Taken together, this begs the question, has the increased IWMN density found in the brains of people with schizophrenia been interpreted in the correct way? Whilst it has been traditionally proposed as a possible developmental pathology, it may in fact be representative of a restorative or protective mechanism within the human brain to prevent chronic brain injury. We hypothesize that inflammation is leading to damage within the cortex (as evidenced by a cortical immune signature), and the brain is attempting to mount a repair response via neurogenesis and the recruitment of new neurons from the underlying structures such as the SEZ (evidence of migrating, immature neurons). However, in the schizophrenia perturbed brain, these neurons are not recruited effectively whether that is due to a lack of appropriate molecular and cellular environments or cues, such as alterations to transcription factors being expressed, or abnormal migratory ability of IWMNS leaving them ‘stranded’ in the white matter. For example, SST mRNA has been shown to be decreased in the cortex by post mortem tissue studies using in situ hybridization (right PFC[18] and DLPFC[112]) which is supported by qPCR (DLPFC[28] and a regional cortical study[113]). However, in the white matter the density of SST+ IWMNs is increased;[56] perhaps this is a result of attempting to recover this cortical SST interneuron deficit or leading to it.[3] What could be the consequences for cortical function? Cortical SST+ interneurons are known to inhibit pyramidal neurons in layers II/III and V and PV + interneurons in layer V[114] thus a reduction in cortical SST expression may result in reduced cortical inhibition allowing pyramidal neuron overexcitation. SST+ interneurons have also been implicated in behaviours such as learning and memory[115] so it’s possible that changes to cortical SST expression could affect symptoms in people with schizophrenia. What about the SST changes in the white matter, where data suggests that IWMNs are electrically active, and the anatomical and electrophysiological data suggests they are integrated into cortical circuitry, even if only transiently. An intriguing thought is that these IWMNs may be able to influence cortical processing having a detrimental effect leading to some of the brain dysfunction observed in people with schizophrenia? However, the jury is still out on whether there are enough IWMNs to be able to influence total cortical activity.

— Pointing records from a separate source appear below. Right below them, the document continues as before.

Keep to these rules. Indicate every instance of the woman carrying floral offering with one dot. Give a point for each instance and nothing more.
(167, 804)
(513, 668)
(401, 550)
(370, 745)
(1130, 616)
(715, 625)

Another hypothesis is that, as SST is known to be a potent vasoconstrictor, and that SST+ IWMNs are increased in people with schizophrenia, they may be affecting cortical activity by restricting blood flow, which could result in less BOLD activity by fMRI. Characterizing what neurotransmitters are released from IWMNs will be crucial in examining this further. Indeed, complete phenotyping of the IWMN subgroups will be necessary to fully elucidate their biological roles. Future studies should also seek to determine whether the increased density of IWMNs is correlated at all with changes to white matter detected in cases with schizophrenia by DTI, in particular the reduction in white matter volume.[33] As such IWMNs remain an intriguing cell population, certainly worthy of future research and investigation.